We next examined whether the adjuvant activity of compounds 1 and 2 with vancomycin and clarithromycin was exhibited against a diverse panel of A. baumannii isolates obtained from the Walter Reed Army Institute of Research (WRAIR). The panel includes strains that represent all major clades and many of the minor clades that are clinically relevant.^28,29 Of the 26 strains tested (Table S.5), clarithromycin MICs ranged from 16 to 64 μg/mL. In the presence of either 30 μM adjuvant 1 or adjuvant 2, the MICs were suppressed to between 0.5 and ≤0.125 μg/mL or between 1 and ≤0.125 μg/mL, respectively.

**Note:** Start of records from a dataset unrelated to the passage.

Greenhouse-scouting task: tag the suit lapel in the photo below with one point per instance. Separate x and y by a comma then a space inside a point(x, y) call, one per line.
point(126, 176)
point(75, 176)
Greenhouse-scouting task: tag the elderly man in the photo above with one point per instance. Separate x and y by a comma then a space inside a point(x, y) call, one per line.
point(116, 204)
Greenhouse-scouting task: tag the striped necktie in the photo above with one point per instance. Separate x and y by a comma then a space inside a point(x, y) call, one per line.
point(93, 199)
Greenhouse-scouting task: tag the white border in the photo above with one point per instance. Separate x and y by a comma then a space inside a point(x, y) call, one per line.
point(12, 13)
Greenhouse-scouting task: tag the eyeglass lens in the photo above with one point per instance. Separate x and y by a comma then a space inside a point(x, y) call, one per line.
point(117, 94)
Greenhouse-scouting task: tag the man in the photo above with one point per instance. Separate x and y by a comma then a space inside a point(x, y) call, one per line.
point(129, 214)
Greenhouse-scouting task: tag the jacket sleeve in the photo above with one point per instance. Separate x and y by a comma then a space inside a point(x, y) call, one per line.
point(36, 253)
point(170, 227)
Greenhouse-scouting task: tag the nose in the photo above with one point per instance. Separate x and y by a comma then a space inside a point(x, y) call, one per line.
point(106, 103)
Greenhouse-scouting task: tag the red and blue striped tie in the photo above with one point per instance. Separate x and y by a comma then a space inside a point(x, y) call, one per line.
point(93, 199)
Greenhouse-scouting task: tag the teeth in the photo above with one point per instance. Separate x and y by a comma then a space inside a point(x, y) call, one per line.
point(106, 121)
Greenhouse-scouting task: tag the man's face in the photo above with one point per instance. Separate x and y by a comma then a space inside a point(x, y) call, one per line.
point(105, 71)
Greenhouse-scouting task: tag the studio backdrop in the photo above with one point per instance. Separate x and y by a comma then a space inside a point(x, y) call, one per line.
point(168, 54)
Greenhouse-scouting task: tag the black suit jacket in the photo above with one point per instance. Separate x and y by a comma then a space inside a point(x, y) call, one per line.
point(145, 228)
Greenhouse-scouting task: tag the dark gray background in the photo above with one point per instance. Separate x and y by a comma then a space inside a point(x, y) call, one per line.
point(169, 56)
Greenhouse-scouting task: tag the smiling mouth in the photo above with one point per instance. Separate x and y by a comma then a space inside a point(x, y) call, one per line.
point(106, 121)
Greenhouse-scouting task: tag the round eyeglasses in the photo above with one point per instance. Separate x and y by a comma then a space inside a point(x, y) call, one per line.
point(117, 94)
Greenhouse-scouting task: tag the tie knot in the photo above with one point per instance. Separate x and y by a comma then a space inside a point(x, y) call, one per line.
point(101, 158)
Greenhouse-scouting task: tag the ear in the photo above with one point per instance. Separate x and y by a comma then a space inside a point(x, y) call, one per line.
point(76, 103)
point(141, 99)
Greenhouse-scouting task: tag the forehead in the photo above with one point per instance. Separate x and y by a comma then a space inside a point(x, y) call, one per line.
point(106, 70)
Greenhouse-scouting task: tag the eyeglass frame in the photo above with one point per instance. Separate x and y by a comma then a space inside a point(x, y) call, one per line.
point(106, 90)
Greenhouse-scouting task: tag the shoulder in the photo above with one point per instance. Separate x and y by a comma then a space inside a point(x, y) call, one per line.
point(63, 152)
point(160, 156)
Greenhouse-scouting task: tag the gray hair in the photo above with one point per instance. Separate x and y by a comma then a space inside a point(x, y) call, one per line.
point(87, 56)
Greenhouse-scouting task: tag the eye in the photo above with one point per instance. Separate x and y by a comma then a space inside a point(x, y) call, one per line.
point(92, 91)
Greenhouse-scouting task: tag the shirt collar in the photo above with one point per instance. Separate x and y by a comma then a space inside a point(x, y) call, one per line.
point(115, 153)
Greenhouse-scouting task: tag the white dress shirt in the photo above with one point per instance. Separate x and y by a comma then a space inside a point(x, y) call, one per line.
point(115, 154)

When analyzing the same strains for vancomycin activity, it was observed that all strains exhibited MICs of 256 >512 μg/mL. In the presence of 30 μM of adjuvant 1 or adjuvant 2, the vancomycin MIC was reduced to 32–0.5 μg/mL or 128–1 μg/mL, respectively. These results show that both adjuvants were highly active against diverse A. baumannii strains with both clarithromycin and vancomycin. Neither compound, however, was able to significantly potentiate the activity of clarithromycin against P. aeruginosa, K. pneumoniae, E. coli, or Salmonella typhimurium.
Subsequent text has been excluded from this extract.